There are also cons to this. I NEVER get a break from my kids. Ok, I do go grocery shopping once a week, but other than that someone is usually always with me. There is a lot of planning involved, which this is mostly my own stubbornness to let completely go of ‘school’ mentality. I like to have everything planned and scheduled so I can keep track of progress. I am also a little paranoid sometimes that someone will show up at my door and ‘demand’ proof that my kids are in school and learning. I was also stressing a bit about high school transcripts. I had never done them and I had researched several sites but I was still a bit confused. I just didn’t have the time to invest in figuring it out.
That brings me to another really important resource that I have recently found. Yes, I had been praying that God would help me get this homeschool stuff more organized. I had a few different things here and there. I was working on my own spreadsheet/calendar system but I really didn’t have the time I needed to get it the way I wanted. We did use a notebook system at the beginning of this school year. It worked wonderfully except that when I had to write down everything for each child it was a lot of work. Again on FB I found an app called Homeschool Manager . This is not a free app but they did, and probably still do, offer a free trial. It took me a bit to set it up because I have so many kids. But within the first week I had signed up and paid for the membership. This site is amazing and they are constantly adding new features. They also have a FB group for support and advice.
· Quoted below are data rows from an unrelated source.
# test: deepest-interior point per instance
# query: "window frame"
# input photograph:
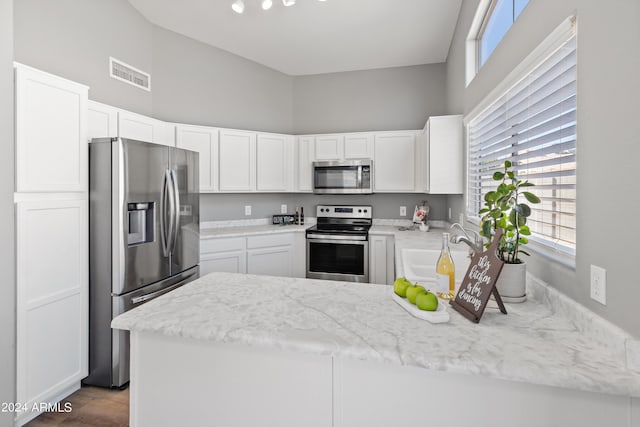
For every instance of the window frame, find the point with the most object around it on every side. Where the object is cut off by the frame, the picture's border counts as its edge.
(550, 44)
(476, 31)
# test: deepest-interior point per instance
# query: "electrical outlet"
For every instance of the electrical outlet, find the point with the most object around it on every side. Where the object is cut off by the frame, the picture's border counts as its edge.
(599, 284)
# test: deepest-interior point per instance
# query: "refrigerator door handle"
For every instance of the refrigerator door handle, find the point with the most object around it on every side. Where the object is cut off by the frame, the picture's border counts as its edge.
(172, 210)
(163, 210)
(167, 191)
(152, 295)
(175, 211)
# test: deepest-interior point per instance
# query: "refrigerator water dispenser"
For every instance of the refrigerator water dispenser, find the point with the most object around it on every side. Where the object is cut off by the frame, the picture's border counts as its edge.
(140, 223)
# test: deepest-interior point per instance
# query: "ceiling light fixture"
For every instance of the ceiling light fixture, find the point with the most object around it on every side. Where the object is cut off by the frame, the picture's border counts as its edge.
(238, 6)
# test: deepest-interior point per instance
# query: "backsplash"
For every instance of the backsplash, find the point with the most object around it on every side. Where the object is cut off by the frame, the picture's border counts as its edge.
(222, 207)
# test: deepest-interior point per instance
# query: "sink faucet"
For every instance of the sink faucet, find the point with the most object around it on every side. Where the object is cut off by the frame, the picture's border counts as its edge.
(476, 244)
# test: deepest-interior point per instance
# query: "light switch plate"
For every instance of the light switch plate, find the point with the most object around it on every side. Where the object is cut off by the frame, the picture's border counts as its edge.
(599, 284)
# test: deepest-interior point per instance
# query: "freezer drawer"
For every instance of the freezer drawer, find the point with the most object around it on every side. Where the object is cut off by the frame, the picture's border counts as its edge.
(109, 348)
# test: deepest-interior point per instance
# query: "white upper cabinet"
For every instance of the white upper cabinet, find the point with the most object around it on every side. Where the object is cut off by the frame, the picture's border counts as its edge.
(51, 133)
(275, 166)
(445, 145)
(103, 121)
(358, 146)
(329, 147)
(306, 151)
(143, 128)
(395, 165)
(204, 141)
(237, 161)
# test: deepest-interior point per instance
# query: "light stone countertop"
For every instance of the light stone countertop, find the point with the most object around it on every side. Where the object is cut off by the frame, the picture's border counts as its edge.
(532, 344)
(243, 228)
(249, 230)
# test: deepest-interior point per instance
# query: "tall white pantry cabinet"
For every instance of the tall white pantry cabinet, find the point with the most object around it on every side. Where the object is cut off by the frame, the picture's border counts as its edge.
(51, 202)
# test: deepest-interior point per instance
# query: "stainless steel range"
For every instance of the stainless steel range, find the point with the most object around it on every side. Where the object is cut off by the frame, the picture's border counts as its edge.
(338, 246)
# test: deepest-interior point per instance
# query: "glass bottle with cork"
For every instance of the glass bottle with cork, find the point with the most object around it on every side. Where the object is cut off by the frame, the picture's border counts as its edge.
(445, 271)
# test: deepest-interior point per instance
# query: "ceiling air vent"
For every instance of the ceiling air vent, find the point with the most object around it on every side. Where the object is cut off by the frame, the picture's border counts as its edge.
(128, 74)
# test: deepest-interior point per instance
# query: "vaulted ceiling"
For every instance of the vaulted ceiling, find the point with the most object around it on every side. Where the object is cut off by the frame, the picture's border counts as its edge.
(315, 37)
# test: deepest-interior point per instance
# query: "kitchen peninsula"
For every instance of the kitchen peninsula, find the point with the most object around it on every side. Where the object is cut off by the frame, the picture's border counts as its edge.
(235, 349)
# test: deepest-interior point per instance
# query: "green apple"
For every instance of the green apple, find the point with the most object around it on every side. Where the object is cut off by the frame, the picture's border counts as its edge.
(427, 301)
(413, 292)
(400, 286)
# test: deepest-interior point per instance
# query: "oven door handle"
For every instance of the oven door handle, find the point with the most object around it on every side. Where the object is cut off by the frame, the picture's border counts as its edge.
(339, 240)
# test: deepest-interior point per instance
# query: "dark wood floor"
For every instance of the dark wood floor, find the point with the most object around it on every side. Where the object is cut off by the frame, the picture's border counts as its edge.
(90, 406)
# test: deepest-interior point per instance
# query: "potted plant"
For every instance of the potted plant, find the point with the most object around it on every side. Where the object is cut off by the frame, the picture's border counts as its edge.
(504, 209)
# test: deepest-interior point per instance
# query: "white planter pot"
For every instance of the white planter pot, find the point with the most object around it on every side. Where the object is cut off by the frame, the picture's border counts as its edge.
(511, 283)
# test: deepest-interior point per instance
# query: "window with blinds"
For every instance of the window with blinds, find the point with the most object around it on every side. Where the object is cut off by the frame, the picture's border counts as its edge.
(533, 125)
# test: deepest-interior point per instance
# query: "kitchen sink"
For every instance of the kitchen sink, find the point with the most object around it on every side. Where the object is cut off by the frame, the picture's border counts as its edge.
(419, 265)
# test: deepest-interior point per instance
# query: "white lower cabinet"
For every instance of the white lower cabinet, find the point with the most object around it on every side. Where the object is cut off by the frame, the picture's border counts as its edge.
(227, 255)
(226, 262)
(279, 254)
(52, 299)
(270, 254)
(381, 259)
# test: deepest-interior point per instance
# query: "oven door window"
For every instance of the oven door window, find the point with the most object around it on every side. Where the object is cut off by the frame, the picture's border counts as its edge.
(336, 177)
(336, 258)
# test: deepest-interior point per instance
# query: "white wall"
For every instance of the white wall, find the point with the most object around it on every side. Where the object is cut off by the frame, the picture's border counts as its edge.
(74, 39)
(199, 84)
(608, 129)
(7, 229)
(217, 207)
(384, 99)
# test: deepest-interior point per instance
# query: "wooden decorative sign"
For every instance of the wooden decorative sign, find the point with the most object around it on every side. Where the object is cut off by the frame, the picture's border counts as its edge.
(479, 283)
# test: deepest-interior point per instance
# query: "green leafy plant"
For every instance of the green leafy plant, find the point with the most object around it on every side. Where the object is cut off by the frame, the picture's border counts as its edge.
(503, 210)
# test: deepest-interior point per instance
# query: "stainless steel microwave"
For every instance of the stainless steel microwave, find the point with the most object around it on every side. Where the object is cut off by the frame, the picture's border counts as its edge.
(343, 177)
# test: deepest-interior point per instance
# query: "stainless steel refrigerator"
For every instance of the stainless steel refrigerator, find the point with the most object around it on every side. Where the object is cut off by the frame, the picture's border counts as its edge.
(143, 239)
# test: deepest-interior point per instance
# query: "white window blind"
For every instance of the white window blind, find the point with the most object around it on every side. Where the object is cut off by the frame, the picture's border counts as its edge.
(533, 125)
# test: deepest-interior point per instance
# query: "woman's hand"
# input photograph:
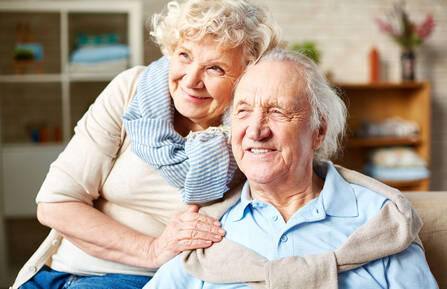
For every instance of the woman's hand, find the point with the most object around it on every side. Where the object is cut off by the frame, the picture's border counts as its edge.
(185, 231)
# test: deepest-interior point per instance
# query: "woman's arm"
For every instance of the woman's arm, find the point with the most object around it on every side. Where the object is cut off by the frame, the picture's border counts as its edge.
(101, 236)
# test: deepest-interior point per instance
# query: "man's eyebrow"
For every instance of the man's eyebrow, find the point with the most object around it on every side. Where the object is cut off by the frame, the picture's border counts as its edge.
(241, 102)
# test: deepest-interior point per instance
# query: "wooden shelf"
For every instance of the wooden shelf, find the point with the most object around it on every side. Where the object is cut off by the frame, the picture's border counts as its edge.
(383, 141)
(16, 78)
(377, 102)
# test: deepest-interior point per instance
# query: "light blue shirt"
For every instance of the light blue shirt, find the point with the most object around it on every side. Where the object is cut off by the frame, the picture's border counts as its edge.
(320, 226)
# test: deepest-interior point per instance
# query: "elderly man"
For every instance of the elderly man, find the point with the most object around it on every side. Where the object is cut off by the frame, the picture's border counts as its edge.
(285, 122)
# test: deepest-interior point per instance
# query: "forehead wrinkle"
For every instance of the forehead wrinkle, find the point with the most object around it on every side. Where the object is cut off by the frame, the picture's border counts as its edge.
(290, 87)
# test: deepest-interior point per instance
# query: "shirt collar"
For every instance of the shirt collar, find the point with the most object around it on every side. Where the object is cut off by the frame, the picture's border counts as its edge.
(245, 200)
(337, 196)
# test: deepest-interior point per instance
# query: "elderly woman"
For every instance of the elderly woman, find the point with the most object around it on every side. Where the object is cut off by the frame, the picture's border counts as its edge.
(153, 138)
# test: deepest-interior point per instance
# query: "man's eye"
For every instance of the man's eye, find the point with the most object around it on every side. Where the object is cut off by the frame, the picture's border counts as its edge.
(217, 69)
(241, 112)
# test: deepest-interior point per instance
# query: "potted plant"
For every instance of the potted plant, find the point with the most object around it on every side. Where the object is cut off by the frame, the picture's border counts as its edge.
(407, 34)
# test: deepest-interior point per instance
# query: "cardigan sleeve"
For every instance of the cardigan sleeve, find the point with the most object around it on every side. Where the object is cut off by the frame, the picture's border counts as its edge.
(82, 168)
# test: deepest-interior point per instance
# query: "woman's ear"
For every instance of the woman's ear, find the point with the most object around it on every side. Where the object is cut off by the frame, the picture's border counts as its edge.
(319, 134)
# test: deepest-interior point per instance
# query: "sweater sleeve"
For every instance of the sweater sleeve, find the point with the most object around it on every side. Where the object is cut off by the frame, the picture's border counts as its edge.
(82, 168)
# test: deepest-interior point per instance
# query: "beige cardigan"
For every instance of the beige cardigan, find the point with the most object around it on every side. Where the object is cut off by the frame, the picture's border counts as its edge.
(391, 231)
(97, 167)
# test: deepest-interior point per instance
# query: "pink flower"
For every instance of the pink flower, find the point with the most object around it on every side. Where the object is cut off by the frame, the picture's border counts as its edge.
(426, 27)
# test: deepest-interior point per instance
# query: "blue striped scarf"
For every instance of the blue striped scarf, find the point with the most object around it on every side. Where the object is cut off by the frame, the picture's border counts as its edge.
(200, 165)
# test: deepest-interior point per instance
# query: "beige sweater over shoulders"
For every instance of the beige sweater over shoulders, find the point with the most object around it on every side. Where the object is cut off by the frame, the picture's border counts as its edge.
(98, 168)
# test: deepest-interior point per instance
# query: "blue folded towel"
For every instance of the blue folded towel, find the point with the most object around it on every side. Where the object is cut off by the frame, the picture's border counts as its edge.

With this app I can almost instantly print off reports for attendance and grades. I can print off schedules and the kids can check off the tasks as they do them. I enter grades into the system and it will keep track of everything. It will even print off transcripts when I need them. Well, its about lunch time for us here. I really hope this might be a helpful start for anyone considering homeschooling. I know I don’t have a lot of resources in this post but I will work on future posts that will include some resources.
I want everyone to know that I am not ‘bashing’ public school and I know that it works for some kids. (I have 3 who graduated from public school and are wonderfully, normal young people.) I am also not saying that homeschooling is the answer to every problem but this is what is best for our family at this time. I also want everyone to know that I have not been, nor do I expect to be paid, for naming any of the sites in this post. I just want to be a help for anyone out there with the same struggles that I have been through.